На одной из страниц записных книжек Кьяромонте есть замечательное рассуждение о том, что остается от жизни. Для него главная проблема не в том, что у нас было и чего не было – настоящий вопрос, скорее, «что остается?», «что остается от последовательности дней и лет, которые мы прожили, как могли, то есть следуя потребности, чью закономерность нам не удается расшифровать даже сейчас, но, в то же время, прожили как пришлось, то есть случайно?» Ответ – если что-то и остается, так это «то, чем мы являемся, и то, чем мы были: воспоминание о том, что мы были „прекрасны“, как сказал бы Плотин, и способность сохранять его живым. Остается любовь, если ее довелось испытать, воодушевление, внушаемое благородными поступками, следами благородства и достоинства, которые можно найти среди отбросов жизни. Остается – если остается – способность сознавать, что то, что хорошо, хорошо, а то, что плохо, плохо, и нельзя сделать так, чтобы было иначе. Остается то, что было, то, что заслуживает сохранения, то, что есть».
Ответ кажется настолько ясным и безоговорочным, что заключительные слова краткого рассуждения остаются незамеченными: «А от нас, от нашего Эго, из которого мы никогда не сможем вырваться и от которого не сможем отречься, не остается ничего». Тем не менее я полагаю, что лишь эти последние, смиренные слова придают смысл ответу, который им предшествует. Хорошее – хотя Кьяромонте настаивает на его «сохранении» и «бытии» – не является сущностью, не связанной с нашим о ней свидетельствованием, – скорее, само то, что «от нас ничего не остается» гарантирует, что нечто хорошее остается. Хорошее в некотором отношении неотличимо от нашего исчезновения в нем, оно живет лишь благодаря печати и узору, которые отмечают на нем наше исчезновение. Поэтому мы не можем ни оторвать его от себя, ни отречься от него.

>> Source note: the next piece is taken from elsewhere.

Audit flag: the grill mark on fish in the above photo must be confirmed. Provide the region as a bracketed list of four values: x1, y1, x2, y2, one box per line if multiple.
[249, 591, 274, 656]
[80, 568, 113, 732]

Кто есть «я», кто есть «мы»? Всего лишь это рассеивание, это задерживание дыхания на чем-то более высоком, что, однако, черпает жизнь и вдохновение из этого нашего задержанного дыхания. И ничто так не красноречиво и не своеобычно, как это молчаливое рассеивание, ничто так не потрясает, как это счастливое исчезновение.
Любая жизнь течет на двух уровнях: на одном как будто властвует необходимость, хотя, как пишет Кьяромонте, нам не удается расшифровать ее закономерности, другой же отдан во власть случаю и обстоятельствам. Не стоит притворяться, что между ними есть некая таинственная, демоническая гармония (я никогда не мог примириться с этим лицемерным притязанием Гёте), и тем не менее в той точке, где мы можем смотреть на себя без содрогания, два уровня, пусть и несообщающиеся, не исключают и не противоречат друг другу, а в каком-то смысле спокойно друг друга привечают. Лишь поэтому тонкая ткань нашей жизни может почти что незаметно выскользнуть из наших рук, в то время как факты и события, то есть ошибки, составляющие ее, привлекают все наше внимание и все наши бесполезные заботы.
То, что сопровождает нас в жизни, является также и тем, что нас вскармливает. Вскармливать не означает лишь взращивать: вскармливать означает позволить чему-либо достичь того состояния, к которому оно естественным образом стремится. Встречи, книги и места, которые вскармливают нас, помогают нам достичь этого состояния. И все же что-то в нас сопротивляется этому созреванию и, когда оно уже кажется близким, оно упрямо останавливается и стремится назад, к незрелости.
Генрих Блюхер, Ханна Арендт, Дуайт Макдональд и Глория Макдональд (стоят, слева направо), Никола Кьяромонте, Мэри Маккарти и Роберт Лоуэлл. Нью-Йорк, 1966. Публикуется с любезного разрешения Vassar College Library & Bombsite Magazine
Средневековая легенда о Вергилии, которого народная традиция превратила в волшебника, гласит, что он, заметив, что стареет, прибег к волшебству, чтобы омолодиться. Дав необходимые указания верному слуге, он велел разрубить себя на куски, посолить их и положить вариться в котел – никто не должен был смотреть в котел раньше времени. Но слуга – или, согласно другой версии, император – открыл котел слишком рано. «Тогда, – гласит легенда, – их очам предстал совершенно голый мальчонка, который трижды проплыл по лохани, где лежала плоть Вергилия, после чего испарился, а от поэта ничего не осталось». Вспоминая на свой лад эту легенду в «Диапсалмата», Кьеркегор с горечью отмечает: «Я тоже слишком рано посмотрел в котел, в котел жизни и исторического процесса и, как следствие, я никогда не стану чем-то большим, чем ребенок».